David Milton, an associate at Stone King LLP Solicitors said: “We mustn’t lose sight of people with valid claims. Whiplash is fully diagnosable and some clients will have symptoms for the rest of their life, as a result of someone else’s negligence. To dismiss neck injuries ‘as a bit of whiplash’ could be seen as insulting.

“As part of each and every claim an independent and well qualified medical expert will carry out a formal examination and tests and give their professional opinion as to whether or not an injury has been suffered as a result of the accident – they may also recommend scans or x rays which would provide further evidence of any injury and assist them in reaching a prognosis”.

Milton said claims can always be challenged, commenting: “Bus companies or insurers who genuinely think someone is trying to make a fraudulent claim, can challenge or put questions to the medical expert, or can formally allege fraud. The legal burden of proof would be on the bus company or insurer to establish the fraud.”

Milton also added that since the introduction of the Civil Procedure Rules in1998, all medical experts must sign a declaration to say they are entirely independent of either party – their reports have to be addressed to the Court. “If a consultant were found to be biased, he or she wouldn’t get any more work,” he added.

Milton concluded: “I can’t overall see the number of claims going down. The spotlight should be on the insurers and claims management companies. It must also be borne in mind that in reality it is often in my opinion the insurers which lead people into claiming following an accident – people who might not have claimed. Most insurance policies will have legal expense cover bolted on as standard, and the insurers are usually keen for injured parties to take advantage of this and claim for their injuries, so the insurers can then pass the claim on to one of their panel solicitors for a nice referral fee, which can be as much as £800 per individual case.”

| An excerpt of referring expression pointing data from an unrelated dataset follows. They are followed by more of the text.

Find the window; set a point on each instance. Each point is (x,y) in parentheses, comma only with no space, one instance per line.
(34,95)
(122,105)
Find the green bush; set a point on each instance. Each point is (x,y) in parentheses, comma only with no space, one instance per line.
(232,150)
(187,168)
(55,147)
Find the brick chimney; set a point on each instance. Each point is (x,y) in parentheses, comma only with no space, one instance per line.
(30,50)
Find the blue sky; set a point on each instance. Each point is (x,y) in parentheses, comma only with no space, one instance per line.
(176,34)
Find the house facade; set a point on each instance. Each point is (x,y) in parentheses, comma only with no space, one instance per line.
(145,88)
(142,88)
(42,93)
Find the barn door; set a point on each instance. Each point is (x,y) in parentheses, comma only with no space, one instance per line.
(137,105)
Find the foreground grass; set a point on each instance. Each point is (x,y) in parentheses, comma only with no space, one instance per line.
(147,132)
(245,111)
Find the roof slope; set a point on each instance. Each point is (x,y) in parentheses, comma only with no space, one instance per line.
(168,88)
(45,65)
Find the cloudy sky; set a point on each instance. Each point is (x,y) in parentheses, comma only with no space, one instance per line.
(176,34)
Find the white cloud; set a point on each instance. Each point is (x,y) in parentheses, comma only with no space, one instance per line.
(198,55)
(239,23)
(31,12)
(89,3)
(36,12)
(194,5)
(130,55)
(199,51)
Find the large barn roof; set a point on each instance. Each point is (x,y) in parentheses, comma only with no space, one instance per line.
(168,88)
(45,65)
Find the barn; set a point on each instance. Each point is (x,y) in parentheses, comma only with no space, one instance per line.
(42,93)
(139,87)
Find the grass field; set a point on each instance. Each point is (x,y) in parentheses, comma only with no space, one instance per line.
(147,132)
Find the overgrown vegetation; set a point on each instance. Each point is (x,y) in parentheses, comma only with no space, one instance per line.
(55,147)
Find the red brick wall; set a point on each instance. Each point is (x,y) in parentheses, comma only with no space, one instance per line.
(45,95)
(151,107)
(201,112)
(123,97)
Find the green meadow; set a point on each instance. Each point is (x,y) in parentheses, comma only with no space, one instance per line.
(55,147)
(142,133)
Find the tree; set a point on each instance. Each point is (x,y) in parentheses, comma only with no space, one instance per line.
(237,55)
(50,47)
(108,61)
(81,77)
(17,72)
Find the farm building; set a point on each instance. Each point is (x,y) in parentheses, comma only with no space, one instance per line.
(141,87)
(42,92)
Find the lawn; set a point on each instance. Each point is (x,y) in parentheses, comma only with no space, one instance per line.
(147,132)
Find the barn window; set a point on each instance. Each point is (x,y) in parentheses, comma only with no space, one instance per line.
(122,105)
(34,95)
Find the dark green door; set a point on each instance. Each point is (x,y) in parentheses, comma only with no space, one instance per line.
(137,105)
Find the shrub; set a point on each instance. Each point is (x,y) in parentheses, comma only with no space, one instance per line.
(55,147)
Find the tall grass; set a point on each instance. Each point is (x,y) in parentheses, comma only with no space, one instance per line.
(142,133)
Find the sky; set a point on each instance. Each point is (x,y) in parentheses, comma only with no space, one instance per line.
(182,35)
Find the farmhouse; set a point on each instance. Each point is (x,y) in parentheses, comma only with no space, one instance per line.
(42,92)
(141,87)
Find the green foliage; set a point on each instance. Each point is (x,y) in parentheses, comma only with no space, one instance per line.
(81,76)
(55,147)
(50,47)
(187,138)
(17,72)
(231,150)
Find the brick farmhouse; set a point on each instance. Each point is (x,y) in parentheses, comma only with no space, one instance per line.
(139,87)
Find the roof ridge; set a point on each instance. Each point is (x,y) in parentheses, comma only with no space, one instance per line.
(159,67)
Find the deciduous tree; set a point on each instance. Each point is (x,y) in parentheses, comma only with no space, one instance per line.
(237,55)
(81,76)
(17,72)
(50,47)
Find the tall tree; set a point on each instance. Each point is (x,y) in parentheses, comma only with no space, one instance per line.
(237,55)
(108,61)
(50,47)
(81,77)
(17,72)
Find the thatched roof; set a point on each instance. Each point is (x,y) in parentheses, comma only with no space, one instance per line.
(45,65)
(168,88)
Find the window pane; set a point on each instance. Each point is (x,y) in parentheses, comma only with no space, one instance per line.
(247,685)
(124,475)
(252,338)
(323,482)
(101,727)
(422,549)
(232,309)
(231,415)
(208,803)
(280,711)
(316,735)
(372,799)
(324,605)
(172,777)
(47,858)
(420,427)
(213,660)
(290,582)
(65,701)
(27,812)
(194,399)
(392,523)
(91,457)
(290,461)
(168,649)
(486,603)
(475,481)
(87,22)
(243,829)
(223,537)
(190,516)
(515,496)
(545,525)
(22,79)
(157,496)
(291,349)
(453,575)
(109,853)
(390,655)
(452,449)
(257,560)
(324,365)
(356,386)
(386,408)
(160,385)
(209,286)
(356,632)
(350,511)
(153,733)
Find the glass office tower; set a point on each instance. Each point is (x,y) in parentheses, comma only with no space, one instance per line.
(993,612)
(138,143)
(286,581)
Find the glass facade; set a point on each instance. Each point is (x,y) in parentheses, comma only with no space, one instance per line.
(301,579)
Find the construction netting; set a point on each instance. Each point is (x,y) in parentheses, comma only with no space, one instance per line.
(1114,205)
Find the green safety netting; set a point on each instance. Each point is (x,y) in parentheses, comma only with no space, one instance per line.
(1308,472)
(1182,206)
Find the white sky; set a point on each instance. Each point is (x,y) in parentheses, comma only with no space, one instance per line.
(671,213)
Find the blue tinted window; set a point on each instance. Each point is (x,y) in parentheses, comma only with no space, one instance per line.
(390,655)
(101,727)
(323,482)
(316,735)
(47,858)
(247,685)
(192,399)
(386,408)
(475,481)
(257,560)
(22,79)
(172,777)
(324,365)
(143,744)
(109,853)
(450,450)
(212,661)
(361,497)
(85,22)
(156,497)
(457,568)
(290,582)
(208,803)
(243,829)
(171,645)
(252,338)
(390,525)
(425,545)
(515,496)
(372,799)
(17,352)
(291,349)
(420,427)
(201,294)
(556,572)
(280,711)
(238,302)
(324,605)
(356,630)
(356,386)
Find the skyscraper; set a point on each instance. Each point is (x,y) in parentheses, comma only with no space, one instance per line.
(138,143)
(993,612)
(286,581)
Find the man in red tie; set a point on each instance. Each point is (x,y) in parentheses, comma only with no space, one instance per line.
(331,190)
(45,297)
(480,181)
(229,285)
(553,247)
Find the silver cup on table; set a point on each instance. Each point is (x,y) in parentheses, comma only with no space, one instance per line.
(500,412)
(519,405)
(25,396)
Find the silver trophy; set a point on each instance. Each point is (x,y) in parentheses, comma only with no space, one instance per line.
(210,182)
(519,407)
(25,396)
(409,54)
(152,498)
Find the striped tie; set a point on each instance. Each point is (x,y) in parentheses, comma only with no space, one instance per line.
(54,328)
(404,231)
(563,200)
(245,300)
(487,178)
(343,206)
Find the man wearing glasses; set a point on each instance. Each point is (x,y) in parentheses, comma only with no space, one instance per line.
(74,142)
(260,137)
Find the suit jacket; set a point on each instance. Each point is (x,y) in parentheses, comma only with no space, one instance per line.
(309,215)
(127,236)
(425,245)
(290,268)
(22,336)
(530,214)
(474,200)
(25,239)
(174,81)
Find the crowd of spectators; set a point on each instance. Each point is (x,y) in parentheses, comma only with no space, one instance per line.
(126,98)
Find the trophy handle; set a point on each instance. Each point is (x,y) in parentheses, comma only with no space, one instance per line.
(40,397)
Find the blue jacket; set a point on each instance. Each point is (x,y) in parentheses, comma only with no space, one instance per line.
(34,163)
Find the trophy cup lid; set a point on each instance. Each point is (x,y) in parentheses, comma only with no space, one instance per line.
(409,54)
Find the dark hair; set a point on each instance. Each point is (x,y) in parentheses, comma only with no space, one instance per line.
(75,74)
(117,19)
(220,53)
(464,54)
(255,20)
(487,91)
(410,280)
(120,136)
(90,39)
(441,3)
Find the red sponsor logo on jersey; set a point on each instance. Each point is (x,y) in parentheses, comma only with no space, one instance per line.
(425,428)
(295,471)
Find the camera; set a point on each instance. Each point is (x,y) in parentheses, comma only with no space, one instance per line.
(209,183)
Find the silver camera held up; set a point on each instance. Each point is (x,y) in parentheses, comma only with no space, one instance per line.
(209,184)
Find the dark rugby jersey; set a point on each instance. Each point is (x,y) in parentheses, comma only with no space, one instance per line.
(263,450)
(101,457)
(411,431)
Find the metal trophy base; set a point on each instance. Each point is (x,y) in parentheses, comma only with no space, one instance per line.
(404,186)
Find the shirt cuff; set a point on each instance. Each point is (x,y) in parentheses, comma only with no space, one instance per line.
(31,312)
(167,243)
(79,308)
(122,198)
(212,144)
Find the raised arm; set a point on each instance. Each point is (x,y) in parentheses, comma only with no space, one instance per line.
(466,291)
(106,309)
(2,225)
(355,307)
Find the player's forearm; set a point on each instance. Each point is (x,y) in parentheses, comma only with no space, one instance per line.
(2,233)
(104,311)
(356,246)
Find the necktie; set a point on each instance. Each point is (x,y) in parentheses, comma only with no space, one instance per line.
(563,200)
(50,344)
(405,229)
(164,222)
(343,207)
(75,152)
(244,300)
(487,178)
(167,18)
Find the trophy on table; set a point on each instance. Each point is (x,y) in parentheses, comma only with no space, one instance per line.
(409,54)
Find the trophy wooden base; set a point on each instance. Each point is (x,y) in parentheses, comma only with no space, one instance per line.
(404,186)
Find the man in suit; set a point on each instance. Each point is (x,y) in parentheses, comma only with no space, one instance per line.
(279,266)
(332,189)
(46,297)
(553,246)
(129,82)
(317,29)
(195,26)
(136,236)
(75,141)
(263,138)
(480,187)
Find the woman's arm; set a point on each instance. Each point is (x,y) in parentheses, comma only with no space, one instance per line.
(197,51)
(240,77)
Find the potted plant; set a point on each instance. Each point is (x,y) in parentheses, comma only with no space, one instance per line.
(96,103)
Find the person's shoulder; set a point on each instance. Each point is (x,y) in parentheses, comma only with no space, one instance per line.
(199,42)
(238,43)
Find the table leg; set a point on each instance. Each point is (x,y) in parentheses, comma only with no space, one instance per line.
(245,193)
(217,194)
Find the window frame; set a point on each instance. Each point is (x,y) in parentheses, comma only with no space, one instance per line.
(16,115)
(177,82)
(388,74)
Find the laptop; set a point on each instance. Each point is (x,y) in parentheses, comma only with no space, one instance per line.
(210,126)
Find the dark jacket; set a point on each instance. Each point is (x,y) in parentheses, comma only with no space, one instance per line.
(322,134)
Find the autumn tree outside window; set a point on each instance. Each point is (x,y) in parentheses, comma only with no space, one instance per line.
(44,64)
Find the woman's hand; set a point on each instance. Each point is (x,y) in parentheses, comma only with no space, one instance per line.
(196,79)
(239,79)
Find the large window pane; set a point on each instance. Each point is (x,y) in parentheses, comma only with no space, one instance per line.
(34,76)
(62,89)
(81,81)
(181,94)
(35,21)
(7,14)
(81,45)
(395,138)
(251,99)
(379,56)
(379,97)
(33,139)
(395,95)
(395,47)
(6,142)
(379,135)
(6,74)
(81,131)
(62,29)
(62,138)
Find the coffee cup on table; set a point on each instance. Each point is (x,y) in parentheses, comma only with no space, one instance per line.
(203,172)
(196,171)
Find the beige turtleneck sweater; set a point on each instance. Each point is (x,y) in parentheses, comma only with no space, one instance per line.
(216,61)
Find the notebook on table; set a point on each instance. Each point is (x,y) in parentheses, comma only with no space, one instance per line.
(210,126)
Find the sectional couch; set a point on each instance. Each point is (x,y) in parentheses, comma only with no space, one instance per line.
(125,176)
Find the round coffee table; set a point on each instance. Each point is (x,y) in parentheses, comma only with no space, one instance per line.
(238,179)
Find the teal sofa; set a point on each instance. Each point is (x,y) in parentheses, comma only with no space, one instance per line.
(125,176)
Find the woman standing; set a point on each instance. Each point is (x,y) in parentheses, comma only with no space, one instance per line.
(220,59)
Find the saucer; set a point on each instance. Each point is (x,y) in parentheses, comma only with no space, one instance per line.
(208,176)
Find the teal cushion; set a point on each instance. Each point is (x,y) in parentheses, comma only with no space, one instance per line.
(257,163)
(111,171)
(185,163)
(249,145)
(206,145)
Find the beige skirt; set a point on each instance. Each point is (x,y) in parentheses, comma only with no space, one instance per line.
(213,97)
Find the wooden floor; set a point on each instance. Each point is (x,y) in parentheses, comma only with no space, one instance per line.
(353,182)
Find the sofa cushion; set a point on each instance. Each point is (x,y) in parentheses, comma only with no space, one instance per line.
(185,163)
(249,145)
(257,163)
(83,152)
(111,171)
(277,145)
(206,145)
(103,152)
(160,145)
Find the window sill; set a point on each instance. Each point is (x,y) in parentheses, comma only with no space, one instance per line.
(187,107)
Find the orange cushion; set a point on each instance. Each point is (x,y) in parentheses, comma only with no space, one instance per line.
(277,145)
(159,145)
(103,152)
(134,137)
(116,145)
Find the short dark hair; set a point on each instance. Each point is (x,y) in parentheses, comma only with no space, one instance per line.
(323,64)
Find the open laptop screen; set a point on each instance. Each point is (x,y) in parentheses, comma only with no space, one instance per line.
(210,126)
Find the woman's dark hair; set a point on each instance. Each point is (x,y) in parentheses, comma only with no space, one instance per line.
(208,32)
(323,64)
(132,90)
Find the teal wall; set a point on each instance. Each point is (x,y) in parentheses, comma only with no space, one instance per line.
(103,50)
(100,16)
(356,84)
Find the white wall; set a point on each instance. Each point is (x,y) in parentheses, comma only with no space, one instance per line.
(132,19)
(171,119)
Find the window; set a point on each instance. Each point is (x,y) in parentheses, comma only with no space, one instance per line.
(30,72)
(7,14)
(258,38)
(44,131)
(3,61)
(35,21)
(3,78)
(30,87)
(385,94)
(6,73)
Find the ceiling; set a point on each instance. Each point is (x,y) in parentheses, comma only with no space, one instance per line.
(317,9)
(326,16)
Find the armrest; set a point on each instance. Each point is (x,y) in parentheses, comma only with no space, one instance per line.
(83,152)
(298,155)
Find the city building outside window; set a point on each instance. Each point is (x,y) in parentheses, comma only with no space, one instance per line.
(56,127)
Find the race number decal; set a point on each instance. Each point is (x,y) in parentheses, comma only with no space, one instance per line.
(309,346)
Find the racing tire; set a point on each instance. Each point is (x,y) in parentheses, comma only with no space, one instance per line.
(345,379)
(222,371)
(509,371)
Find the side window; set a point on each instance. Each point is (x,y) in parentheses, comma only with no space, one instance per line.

Meanwhile, Alexa Hornsby, head of Backhouse Jones’ insurance litigations department, told CBW the select committee’s report should help the position on whiplash claims. “We get so many of these whiplash claims – a lot are fairly low value and all are really quite subjective,” she said.

“A claimant will go for a medical report a few months after the incident and by that time, there are no symptoms left; a report will be carried out on that basis.

“The cost of defending the claim is disproportionate to the value of the claim. There are all the associated costs of referral fees – there are so many hidden costs floating around; it has become a huge industry.”